Steigende Kosten und ungleiche Belastung
Die Pflegeversicherung steht vor zwei zentralen Problemen:
- Hohe Eigenanteile für Pflegebedürftige:
- Im Saarland lag der monatliche Eigenanteil in der Heimpflege im Juli 2024 bei fast 3.170 Euro, deutlich über dem Bundesdurchschnitt.
- Strukturelle Einnahmeschwäche der gesetzlichen Pflegeversicherung:
- Bisher werden nur Arbeitseinkommen bis zur Beitragsbemessungsgrenze zur Finanzierung herangezogen, was zu steigenden Beiträgen führt.
- Die Pflegebeiträge stiegen zuletzt auf 4,2 Prozent für Kinderlose und 3,35 Prozent für Versicherte mit zwei Kindern.
Zusätzlich ist die Belastung ungleich verteilt:
- Die gesetzlich Versicherten tragen die Hauptlast, während privat Versicherte im Schnitt jünger und gesünder sind und dadurch geringere Kosten verursachen.
- Versicherungsunternehmen profitieren von „guten Risiken“, während die soziale Pflegeversicherung die finanziellen Herausforderungen trägt.
Forderungen der Arbeitskammer zur finanziellen Entlastung
Um die akute Finanzierungsproblematik zu lösen, schlägt die Arbeitskammer folgende Maßnahmen vor:
- Übernahme versicherungsfremder Leistungen durch den Bund:
- Diese Leistungen, z.

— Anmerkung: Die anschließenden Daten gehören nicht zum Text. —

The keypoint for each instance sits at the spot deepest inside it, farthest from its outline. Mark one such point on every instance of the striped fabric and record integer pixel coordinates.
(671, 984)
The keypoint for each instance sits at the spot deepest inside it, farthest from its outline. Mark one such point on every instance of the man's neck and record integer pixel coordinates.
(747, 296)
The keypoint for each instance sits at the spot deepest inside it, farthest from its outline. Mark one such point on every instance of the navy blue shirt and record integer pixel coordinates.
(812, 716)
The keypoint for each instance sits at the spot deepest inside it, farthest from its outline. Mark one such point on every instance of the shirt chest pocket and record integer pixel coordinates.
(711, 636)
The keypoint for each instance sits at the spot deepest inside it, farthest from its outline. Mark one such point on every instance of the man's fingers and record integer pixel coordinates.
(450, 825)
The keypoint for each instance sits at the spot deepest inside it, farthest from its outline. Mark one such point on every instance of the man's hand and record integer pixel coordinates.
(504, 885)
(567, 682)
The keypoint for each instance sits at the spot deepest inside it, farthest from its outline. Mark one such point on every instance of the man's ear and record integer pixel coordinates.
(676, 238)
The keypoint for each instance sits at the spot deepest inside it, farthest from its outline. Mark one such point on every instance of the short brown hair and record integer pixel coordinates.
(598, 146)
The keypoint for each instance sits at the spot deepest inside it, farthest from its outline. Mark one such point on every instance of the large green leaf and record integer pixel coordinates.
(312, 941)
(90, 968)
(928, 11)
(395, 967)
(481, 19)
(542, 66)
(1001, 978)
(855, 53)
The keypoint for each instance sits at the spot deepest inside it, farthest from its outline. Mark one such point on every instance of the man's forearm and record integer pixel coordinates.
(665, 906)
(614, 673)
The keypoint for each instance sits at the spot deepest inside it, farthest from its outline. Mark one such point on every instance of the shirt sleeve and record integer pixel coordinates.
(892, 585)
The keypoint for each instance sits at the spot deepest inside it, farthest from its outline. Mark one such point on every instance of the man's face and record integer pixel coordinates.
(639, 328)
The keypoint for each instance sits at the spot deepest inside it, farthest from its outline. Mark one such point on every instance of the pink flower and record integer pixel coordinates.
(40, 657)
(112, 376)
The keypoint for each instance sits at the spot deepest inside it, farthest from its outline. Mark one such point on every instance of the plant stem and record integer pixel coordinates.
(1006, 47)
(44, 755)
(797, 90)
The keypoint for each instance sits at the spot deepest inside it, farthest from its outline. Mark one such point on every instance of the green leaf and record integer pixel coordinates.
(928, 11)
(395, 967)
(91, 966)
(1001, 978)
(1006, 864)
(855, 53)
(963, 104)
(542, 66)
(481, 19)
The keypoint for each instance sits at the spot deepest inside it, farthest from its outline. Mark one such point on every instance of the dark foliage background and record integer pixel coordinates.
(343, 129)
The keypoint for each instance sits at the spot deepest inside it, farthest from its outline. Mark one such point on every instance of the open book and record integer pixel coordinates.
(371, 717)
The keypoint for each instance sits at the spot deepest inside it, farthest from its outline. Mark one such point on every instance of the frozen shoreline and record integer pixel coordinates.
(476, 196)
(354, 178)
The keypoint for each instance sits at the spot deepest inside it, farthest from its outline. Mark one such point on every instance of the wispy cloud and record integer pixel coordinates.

B. Rentenversicherungsbeiträge für Pflegepersonen, summieren sich auf 9,2 Milliarden Euro jährlich, etwa 15 Prozent der Gesamtausgaben der sozialen Pflegeversicherung.
- Eine Finanzierung durch den Bund würde die Beitragszahler um fast 0,5 Prozentpunkte entlasten.
- Rückzahlung von zweckentfremdeten Mitteln aus der Corona-Pandemie:
- Während der Pandemie wurden rund 10 Milliarden Euro aus der Pflegeversicherung für Coronatests und Pflege-Boni genutzt.
- 6 Milliarden Euro davon wurden bisher nicht zurückgezahlt – dies müsse die Bundesregierung nachholen.
Langfristige Lösung: Einführung der Bürgerversicherung
Für eine dauerhafte Stabilisierung fordert die Arbeitskammer den schrittweisen Umbau zur solidarischen Bürgerversicherung. Diese Reform würde eine breitere Finanzierungsbasis schaffen, indem alle Einkommensarten in die Versicherung einbezogen werden.
- Ziel: Eine Vollversicherung, die alle pflegebedingten Kosten übernimmt.
- Mögliche Zwischenschritte:
- Ein Strukturausgleich zwischen gesetzlicher und privater Pflegeversicherung, um die ungleiche Verteilung von finanziellen Risiken auszugleichen.
- Deckelung der Eigenanteile in der stationären Pflege: Pflegebedürftige zahlen nur noch einen festen Betrag pro Monat, die restlichen Kosten übernimmt die Versicherung.
Mehrheit der Bürgerinnen und Bürger befürwortet Reform
Laut dem SozialstaatsRadar 2025 spricht sich eine klare Mehrheit von 56 Prozent der Bevölkerung für eine Bürgerversicherung aus, während weniger als ein Drittel das bestehende System bevorzugt.
Ein weiteres Problem zeigt sich in der subjektiven Absicherung:
- 45 Prozent der Privatversicherten fühlen sich für den Pflegefall gut abgesichert.
- Unter den gesetzlich Versicherten sind es nur knapp 20 Prozent.
„Das bestehende System hat nicht nur ein Finanzierungs- und Akzeptanzproblem, es leidet auch unter einem massiven Gerechtigkeitsdefizit. Die solidarische Bürgerversicherung stellt die richtige Antwort auf diese Probleme dar“, so Otto abschließend.